Background: A randomized phase II study was performed to determine whether single-agent gemcitabine or docetaxel with the introduction of the opposite agent in case of disease progression (ie, in the second-line setting) is feasible and effective in chemotherapy-naive patients with advanced non-small-cell lung cancer (NSCLC).

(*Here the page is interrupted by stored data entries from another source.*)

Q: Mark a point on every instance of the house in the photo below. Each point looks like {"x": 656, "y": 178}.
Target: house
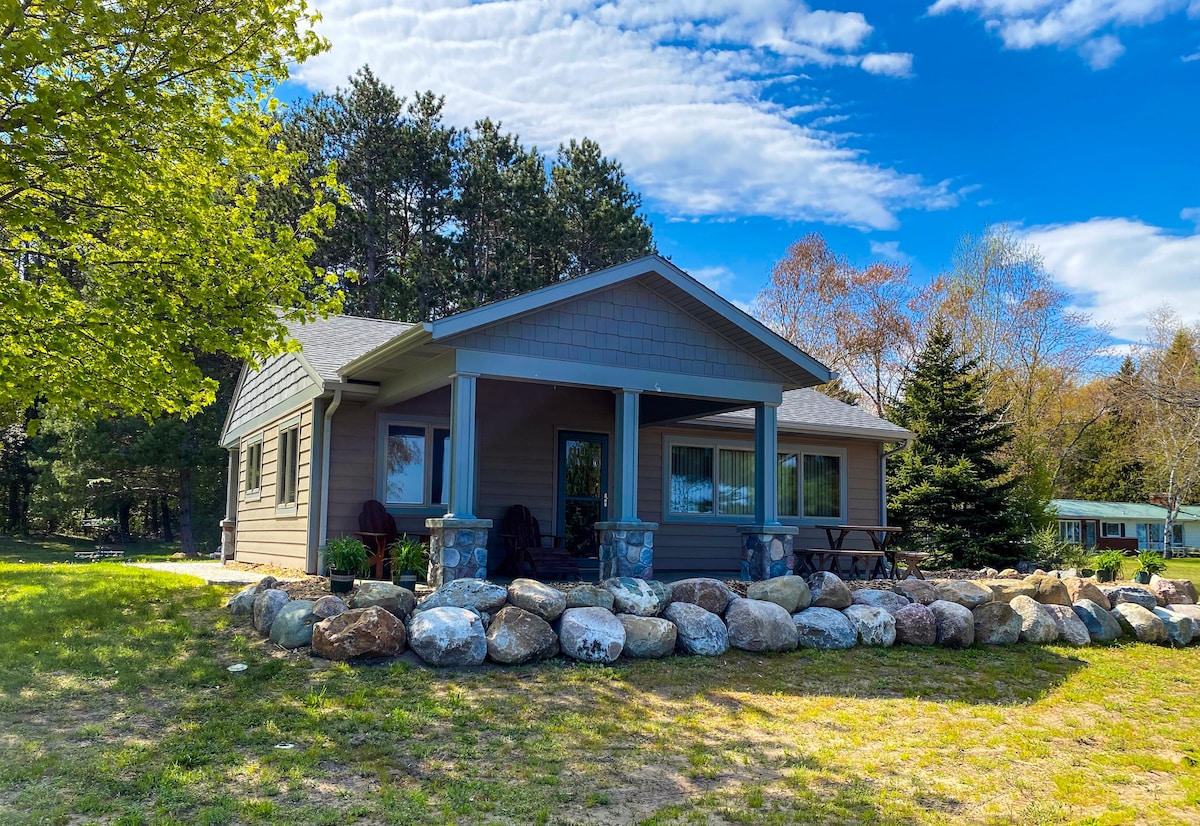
{"x": 1125, "y": 526}
{"x": 631, "y": 409}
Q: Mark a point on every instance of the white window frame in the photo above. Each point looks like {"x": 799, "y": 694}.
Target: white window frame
{"x": 748, "y": 447}
{"x": 430, "y": 424}
{"x": 256, "y": 492}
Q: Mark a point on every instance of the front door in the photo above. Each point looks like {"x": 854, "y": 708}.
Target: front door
{"x": 582, "y": 489}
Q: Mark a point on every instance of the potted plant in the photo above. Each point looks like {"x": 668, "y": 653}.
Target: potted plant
{"x": 1108, "y": 564}
{"x": 1150, "y": 563}
{"x": 408, "y": 561}
{"x": 347, "y": 558}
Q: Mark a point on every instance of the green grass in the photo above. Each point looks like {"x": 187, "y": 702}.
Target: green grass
{"x": 115, "y": 707}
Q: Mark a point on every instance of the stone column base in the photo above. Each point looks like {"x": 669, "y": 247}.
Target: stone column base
{"x": 457, "y": 550}
{"x": 767, "y": 550}
{"x": 627, "y": 549}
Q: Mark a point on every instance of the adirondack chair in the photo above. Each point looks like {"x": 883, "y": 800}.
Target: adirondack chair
{"x": 531, "y": 551}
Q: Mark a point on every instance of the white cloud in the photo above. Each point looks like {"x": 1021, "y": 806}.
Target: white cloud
{"x": 675, "y": 90}
{"x": 1085, "y": 25}
{"x": 1120, "y": 270}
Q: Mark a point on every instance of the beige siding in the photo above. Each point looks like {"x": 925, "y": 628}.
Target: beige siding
{"x": 265, "y": 533}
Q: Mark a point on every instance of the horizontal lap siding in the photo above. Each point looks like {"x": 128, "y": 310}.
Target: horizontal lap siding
{"x": 265, "y": 537}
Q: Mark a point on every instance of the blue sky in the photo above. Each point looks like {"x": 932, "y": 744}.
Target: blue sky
{"x": 891, "y": 127}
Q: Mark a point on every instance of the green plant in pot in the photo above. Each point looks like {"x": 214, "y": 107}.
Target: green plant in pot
{"x": 409, "y": 560}
{"x": 347, "y": 558}
{"x": 1150, "y": 563}
{"x": 1108, "y": 566}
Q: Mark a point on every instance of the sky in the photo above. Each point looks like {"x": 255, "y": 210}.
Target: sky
{"x": 892, "y": 127}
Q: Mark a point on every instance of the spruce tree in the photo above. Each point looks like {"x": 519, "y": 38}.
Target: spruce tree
{"x": 949, "y": 490}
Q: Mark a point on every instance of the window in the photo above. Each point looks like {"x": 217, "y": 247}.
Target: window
{"x": 253, "y": 453}
{"x": 417, "y": 465}
{"x": 288, "y": 464}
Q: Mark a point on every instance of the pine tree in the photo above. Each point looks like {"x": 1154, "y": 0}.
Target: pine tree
{"x": 948, "y": 490}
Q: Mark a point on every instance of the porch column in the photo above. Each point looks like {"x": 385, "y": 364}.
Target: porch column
{"x": 459, "y": 540}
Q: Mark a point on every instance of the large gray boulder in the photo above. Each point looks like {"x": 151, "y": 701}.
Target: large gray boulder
{"x": 1180, "y": 628}
{"x": 889, "y": 600}
{"x": 267, "y": 605}
{"x": 479, "y": 594}
{"x": 516, "y": 636}
{"x": 293, "y": 624}
{"x": 700, "y": 632}
{"x": 365, "y": 632}
{"x": 389, "y": 597}
{"x": 757, "y": 624}
{"x": 791, "y": 593}
{"x": 591, "y": 635}
{"x": 709, "y": 593}
{"x": 825, "y": 628}
{"x": 1140, "y": 622}
{"x": 1037, "y": 623}
{"x": 1072, "y": 629}
{"x": 448, "y": 636}
{"x": 875, "y": 626}
{"x": 955, "y": 623}
{"x": 1101, "y": 624}
{"x": 828, "y": 591}
{"x": 537, "y": 598}
{"x": 646, "y": 598}
{"x": 916, "y": 624}
{"x": 648, "y": 638}
{"x": 996, "y": 623}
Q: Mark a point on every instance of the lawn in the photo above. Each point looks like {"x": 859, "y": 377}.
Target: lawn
{"x": 117, "y": 707}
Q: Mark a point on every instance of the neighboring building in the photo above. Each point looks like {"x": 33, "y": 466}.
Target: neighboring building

Patients and methods: The doses were 1,000 mg/m2 for gemcitabine and 35 mg/m2 for docetaxel, each given on days 1, 8, and 15 every 4 weeks. After a planned interim analysis, the docetaxel/gemcitabine arm (ie, docetaxel followed by gemcitabine) was closed after enrollment of 49 patients because of poor predefined feasibility. A total of 98 patients were recruited to the gemcitabine/docetaxel arm (ie, gemcitabine followed by docetaxel).
Results: Quality of life remained near baseline levels during the administration of 6 cycles of gemcitabine/docetaxel chemotherapy, whereas it deteriorated after 2 cycles of docetaxel/gemcitabine. Toxicity was comparable between arms. Median times to progression were 4.3 months and 2.2 months with gemcitabine/docetaxel and docetaxel/gemcitabine, respectively, and median overall survival times were 9 months (gemcitabine/docetaxel) and 5 months (docetaxel/gemcitabine; P=0.029, Wilcoxon rank-sum test).
Conclusion: These results indicate that first-line gemcitabine followed by second-line weekly docetaxel is feasible, with promising survival in patients with advanced NSCLC.